Ale się dobrze oglądało całą tą serię Grizz-Wolves, chyba przez to, że dwa bardzo nieobliczalne zespoły. Grizzlies to jest najlepsze co NBA mogło się przytrafić od dawna, wnoszą mega excitement.
Co do Wilków to Townsa zawsze uważałem za takiego średnio ogarniętego i dziwiłem się zawsze tym ankietom przedsezonowym wśród General Managers NBA - od jakiego zawodnika zaczynałbyś budowanie franchise i on je zwykle wygrywał kiedy ewidentnie ma coś z głową, dzisiaj w końcówce meczu kiedy było blisko zupełnie niepotrzebne rzuty tzw hero basketball i zabrał im tym samym szansę powrotu do meczu. Edwards paradoksalnie wyglądał na najbardziej dojrzalego, z całej pierwszej rundy playoffs chyba najbardziej się "objawił" jako ktoś o kim mało kto słyszał a kto już na dłużej będzie na mapie NBA.

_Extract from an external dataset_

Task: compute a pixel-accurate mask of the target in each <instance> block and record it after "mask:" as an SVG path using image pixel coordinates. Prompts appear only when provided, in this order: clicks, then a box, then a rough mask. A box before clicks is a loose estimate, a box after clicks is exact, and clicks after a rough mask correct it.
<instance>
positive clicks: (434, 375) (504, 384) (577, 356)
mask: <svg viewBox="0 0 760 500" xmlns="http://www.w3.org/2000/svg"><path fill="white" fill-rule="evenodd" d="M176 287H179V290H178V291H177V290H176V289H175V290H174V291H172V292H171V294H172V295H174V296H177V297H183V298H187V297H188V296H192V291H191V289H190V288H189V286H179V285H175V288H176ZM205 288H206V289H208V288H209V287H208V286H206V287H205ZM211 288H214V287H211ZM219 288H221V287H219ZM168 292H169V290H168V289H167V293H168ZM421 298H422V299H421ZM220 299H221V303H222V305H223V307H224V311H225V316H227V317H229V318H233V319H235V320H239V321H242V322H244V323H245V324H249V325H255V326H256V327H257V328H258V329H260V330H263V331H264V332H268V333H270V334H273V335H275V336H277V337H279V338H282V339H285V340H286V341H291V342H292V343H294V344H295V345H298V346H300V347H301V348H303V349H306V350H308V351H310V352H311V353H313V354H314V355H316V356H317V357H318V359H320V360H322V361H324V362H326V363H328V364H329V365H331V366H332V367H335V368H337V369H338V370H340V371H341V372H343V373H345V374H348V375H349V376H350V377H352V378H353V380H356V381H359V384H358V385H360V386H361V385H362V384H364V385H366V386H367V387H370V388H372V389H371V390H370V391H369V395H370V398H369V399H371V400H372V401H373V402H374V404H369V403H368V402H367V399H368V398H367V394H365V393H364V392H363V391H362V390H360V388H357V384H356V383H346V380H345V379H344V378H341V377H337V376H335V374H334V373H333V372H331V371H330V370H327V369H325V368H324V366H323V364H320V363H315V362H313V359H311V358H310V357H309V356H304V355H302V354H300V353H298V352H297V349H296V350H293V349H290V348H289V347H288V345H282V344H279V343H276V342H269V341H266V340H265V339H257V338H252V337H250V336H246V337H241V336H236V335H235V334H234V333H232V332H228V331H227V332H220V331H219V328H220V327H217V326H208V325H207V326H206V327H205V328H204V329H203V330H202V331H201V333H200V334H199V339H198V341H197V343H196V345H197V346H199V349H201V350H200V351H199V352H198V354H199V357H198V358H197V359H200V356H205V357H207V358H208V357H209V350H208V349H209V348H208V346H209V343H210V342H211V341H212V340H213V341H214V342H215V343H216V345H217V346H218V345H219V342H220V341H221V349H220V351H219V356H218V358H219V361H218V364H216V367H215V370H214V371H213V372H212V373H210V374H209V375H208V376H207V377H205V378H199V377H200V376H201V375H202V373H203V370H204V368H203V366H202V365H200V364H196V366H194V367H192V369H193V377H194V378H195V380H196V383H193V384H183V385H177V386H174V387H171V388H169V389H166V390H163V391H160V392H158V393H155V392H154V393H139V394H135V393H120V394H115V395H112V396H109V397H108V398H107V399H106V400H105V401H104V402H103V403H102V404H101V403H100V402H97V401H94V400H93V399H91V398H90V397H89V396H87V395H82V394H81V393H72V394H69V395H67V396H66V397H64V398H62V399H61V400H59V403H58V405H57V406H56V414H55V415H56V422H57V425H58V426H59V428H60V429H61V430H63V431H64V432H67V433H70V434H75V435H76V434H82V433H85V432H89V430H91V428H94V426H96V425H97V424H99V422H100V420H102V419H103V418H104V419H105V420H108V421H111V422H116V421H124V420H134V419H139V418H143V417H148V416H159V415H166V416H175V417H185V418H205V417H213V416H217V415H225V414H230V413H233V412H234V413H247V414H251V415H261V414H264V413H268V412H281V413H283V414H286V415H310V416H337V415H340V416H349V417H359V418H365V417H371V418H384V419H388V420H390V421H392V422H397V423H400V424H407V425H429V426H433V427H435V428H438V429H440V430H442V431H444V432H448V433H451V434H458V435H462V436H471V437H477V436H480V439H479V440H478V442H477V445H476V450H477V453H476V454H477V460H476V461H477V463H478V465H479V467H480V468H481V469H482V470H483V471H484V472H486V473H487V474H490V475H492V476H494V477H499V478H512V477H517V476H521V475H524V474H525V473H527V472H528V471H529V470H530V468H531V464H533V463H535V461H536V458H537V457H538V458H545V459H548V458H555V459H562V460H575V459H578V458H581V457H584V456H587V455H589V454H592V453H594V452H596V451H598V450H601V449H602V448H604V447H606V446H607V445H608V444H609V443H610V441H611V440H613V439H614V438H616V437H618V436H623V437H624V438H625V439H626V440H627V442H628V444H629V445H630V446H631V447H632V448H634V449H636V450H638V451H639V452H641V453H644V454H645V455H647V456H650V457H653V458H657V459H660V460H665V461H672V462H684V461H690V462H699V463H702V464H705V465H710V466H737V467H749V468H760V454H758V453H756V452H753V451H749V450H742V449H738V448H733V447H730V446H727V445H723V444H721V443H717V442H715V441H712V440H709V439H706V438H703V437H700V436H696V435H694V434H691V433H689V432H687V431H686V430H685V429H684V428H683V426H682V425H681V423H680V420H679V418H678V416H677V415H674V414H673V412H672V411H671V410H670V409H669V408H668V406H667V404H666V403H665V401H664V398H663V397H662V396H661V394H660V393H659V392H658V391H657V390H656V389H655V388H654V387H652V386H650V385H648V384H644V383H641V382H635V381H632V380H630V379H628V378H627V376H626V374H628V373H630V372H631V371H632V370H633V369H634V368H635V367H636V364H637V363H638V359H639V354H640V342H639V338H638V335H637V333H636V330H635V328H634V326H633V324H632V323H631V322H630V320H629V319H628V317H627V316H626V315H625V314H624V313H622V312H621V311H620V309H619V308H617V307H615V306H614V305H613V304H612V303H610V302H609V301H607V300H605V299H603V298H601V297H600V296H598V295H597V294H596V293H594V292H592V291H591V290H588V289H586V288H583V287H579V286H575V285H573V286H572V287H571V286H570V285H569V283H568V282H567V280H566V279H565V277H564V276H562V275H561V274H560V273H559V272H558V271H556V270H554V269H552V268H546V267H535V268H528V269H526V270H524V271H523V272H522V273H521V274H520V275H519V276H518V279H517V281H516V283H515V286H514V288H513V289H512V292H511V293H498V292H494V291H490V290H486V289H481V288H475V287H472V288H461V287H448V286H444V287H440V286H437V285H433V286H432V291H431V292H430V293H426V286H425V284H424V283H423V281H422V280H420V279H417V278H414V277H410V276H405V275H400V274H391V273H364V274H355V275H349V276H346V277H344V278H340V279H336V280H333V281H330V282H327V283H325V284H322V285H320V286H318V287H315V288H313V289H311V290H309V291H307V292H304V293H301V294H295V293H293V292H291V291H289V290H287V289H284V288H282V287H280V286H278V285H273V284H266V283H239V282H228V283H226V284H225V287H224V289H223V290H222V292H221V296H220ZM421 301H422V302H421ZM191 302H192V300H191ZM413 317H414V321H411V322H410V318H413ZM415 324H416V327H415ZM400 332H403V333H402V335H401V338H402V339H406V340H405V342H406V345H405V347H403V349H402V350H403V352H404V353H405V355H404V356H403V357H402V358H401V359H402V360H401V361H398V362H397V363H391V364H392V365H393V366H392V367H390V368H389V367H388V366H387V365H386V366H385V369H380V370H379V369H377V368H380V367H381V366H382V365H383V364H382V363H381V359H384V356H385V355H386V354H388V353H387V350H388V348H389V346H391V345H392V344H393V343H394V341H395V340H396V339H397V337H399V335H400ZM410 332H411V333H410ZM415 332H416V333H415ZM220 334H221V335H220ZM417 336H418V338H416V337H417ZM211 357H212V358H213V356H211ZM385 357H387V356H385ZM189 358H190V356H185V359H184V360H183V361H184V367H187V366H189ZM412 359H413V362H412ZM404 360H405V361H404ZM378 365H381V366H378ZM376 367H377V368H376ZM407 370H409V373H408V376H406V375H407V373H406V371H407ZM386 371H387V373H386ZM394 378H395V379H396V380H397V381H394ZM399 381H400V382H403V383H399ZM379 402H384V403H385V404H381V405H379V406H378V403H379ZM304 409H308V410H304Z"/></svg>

Gdyby mieli jakiegoś floor generala to może jakoś inaczej by to wyglądało, stracić w 3 meczach w jednej serii dwucyfrowe prowadzenie w 4 kwarcie to trzeba mieć talent. Ten ich trener przynajmniej widzi co jest nie tak:
Chris Finch said late-game poor shot selection is "baked in their DNA" right now -- and that is something they'll need to work through going forward.